Wondrous Cappadocia - Day 1
Now that I am on the cruise ship, I am planning to catch up my blog and, as a start, post a couple more about my time in Cappadocia. I think I have mentioned that this is a region I had never heard of prior to about March when I started planning this trip. Now, I am in love with it and would really like to return some day and see more of it. What really helped was having a private guide who tailored our days to meet my interests and physical ability. Sadly, I am not as able to the extent I would like to do long, steep walks or navigate uneven ground. However, that didn't hold me back much and certainly saw more than enough to appreciate the special nature of this region. So, to backtrack. I arrived in Cappadocia on a Saturday to the airport in Keyseri where Ata, my guide, met me. We stayed for three nights in Goreme at a cave hotel there called Roma Suite Hotel. It was a perfect location because the town gave us lots of restaurant choices each night. That first afternoon, I rested as I was exhausted from the long journey here.

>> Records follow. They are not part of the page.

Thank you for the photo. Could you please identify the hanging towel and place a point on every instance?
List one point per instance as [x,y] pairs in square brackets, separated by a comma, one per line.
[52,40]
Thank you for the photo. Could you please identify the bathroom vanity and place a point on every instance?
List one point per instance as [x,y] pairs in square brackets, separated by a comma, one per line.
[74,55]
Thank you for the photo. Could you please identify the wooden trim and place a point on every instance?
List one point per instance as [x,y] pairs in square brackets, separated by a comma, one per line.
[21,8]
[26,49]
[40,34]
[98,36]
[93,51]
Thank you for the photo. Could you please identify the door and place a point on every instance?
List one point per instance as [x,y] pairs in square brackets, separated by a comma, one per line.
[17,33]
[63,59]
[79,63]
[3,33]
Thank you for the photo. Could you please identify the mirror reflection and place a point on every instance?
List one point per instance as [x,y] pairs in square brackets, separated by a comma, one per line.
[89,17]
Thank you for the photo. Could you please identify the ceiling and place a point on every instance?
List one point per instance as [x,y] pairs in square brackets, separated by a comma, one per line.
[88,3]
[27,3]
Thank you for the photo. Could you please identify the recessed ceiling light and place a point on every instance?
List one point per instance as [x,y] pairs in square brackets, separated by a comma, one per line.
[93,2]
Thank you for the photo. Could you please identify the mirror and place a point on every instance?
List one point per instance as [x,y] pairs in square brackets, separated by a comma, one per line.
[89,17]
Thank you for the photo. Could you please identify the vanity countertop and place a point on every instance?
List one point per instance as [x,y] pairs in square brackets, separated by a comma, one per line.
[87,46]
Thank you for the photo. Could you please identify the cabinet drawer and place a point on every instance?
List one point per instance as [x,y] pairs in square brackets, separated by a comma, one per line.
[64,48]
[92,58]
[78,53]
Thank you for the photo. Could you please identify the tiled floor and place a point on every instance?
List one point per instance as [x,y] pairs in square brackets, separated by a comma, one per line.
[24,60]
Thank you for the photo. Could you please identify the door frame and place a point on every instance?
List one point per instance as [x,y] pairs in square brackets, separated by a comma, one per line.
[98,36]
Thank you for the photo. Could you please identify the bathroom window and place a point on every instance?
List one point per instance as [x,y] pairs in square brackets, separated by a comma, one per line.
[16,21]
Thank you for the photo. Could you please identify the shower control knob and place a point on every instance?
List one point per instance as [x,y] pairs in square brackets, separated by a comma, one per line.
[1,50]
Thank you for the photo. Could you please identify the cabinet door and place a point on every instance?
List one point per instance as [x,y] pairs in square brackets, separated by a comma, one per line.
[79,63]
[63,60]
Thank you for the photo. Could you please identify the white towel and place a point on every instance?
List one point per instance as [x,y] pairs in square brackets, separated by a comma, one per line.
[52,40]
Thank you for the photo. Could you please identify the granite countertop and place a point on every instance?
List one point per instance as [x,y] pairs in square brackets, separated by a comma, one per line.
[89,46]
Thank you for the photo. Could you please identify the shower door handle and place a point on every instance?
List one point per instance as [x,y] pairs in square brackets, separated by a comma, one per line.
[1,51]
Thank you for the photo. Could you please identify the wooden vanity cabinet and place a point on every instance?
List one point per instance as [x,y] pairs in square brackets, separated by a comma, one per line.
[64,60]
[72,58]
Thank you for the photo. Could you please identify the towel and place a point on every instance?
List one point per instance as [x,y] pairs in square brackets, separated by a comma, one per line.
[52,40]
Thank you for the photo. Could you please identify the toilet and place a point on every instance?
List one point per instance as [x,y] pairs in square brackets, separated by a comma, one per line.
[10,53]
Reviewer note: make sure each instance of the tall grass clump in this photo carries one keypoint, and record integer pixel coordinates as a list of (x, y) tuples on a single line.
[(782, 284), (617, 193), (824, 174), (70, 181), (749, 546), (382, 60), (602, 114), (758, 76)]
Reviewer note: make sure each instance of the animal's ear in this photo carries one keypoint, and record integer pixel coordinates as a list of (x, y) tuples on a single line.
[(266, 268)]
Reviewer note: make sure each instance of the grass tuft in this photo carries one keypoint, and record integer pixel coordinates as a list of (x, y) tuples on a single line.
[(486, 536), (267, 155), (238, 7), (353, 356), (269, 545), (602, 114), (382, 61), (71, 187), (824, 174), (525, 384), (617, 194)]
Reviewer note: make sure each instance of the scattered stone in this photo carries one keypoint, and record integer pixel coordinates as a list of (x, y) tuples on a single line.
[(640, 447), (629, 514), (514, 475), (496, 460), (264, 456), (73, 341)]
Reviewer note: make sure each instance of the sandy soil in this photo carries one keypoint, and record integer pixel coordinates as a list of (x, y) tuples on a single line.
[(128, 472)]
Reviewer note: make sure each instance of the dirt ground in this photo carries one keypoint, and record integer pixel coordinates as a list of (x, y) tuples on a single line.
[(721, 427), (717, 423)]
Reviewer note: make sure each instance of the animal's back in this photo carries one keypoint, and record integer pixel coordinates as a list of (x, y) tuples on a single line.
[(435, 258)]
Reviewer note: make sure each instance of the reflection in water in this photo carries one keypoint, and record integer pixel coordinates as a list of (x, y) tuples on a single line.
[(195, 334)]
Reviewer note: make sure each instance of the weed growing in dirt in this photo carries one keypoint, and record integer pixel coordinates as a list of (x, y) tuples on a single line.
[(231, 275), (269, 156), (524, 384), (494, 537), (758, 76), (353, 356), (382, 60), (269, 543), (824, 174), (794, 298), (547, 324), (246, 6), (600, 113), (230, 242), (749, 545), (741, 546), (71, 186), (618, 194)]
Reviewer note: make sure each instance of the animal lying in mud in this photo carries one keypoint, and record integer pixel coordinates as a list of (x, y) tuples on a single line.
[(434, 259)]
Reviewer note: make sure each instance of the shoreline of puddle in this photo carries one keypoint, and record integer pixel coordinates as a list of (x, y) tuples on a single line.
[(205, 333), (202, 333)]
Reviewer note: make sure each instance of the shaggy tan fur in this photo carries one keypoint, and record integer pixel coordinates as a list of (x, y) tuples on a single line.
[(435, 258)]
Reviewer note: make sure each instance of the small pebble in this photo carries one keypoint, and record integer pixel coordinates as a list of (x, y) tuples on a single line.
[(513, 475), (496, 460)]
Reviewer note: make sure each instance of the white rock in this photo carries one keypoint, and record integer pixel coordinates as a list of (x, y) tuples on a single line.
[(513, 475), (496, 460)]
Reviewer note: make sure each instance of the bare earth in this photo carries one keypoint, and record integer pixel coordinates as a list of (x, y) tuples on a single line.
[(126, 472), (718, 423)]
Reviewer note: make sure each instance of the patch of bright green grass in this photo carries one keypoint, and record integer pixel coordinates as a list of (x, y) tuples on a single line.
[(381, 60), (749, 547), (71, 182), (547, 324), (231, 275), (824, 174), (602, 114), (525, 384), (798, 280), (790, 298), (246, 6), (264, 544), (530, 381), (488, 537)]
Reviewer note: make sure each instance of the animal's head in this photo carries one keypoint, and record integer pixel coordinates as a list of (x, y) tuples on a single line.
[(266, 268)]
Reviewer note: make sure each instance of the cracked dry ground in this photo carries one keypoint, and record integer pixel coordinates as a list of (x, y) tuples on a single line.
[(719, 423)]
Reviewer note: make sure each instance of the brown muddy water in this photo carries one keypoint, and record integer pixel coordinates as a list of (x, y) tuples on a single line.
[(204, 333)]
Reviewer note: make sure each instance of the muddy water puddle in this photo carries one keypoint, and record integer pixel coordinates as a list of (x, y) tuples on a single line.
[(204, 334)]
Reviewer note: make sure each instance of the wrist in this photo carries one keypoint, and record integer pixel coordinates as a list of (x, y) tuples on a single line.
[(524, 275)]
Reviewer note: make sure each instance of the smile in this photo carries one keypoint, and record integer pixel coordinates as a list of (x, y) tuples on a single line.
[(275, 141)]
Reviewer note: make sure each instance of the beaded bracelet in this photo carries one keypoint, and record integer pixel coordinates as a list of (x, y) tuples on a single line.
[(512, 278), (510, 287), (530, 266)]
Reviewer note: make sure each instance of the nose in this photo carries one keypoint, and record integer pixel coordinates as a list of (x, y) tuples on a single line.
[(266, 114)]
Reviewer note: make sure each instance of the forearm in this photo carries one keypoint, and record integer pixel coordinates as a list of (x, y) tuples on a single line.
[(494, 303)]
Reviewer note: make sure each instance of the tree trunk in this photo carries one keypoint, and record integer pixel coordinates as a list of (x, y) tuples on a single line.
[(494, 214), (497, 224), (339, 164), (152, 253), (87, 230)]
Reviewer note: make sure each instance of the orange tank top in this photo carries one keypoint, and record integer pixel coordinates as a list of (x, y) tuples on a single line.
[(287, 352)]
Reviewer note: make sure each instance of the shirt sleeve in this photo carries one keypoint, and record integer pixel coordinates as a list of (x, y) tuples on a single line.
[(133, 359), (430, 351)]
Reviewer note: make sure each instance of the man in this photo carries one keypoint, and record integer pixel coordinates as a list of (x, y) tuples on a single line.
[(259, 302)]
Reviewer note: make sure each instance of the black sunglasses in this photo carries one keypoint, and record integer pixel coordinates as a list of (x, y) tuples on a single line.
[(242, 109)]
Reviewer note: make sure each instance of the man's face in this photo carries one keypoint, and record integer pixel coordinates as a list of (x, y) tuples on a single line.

The next morning, I was presented with one of the most massive breakfasts I have ever seen. I managed to get through some of it but certainly not the olives, the cheese and meat platter and the big basket of buns.
After breakfast, we started touring the area. I have already posted some general
information about Cappadocia as well as my accommodation. In this blog, I hope to describe the various
sites we visited and give a sense of what it is like here.
Our first
stop was the Zelve Monastery. This is a
Byzantine-era monastery that was carved into the rock. Here there are not the rich frescoes that you
may find in some of the other caves in this area. The complex contains innumerable rooms and
passages. There are also the famous “fairy
chimneys” here. The valley was a monastic
retreat between the 9th and 13th centuries. The area contains houses, a mill, a wine
cellar, a small mosque and many dovecotes.
There is also a Christian church.
Christians moved to Zelve during the Persian and Arab invasions. The site was inhabited until 1952 when
villagers were relocated for safety concerns.
Back in
Goreme, we had a light lunch at a pida restaurant; this is the Turkish version
of pizza and it was very tasty.
After that we went walked back to our hotel. Later, around 6 pm,
Ata drove me to a place to watch a whirling dervish ceremony (more about that in a later blog). That ceremony lasted about 45 minutes. Then, we went back to Goreme to a lovely rooftop restaurant for a traditional Turkish clay pot dinner. The view from the restaurant over the town was lovely - as was the food.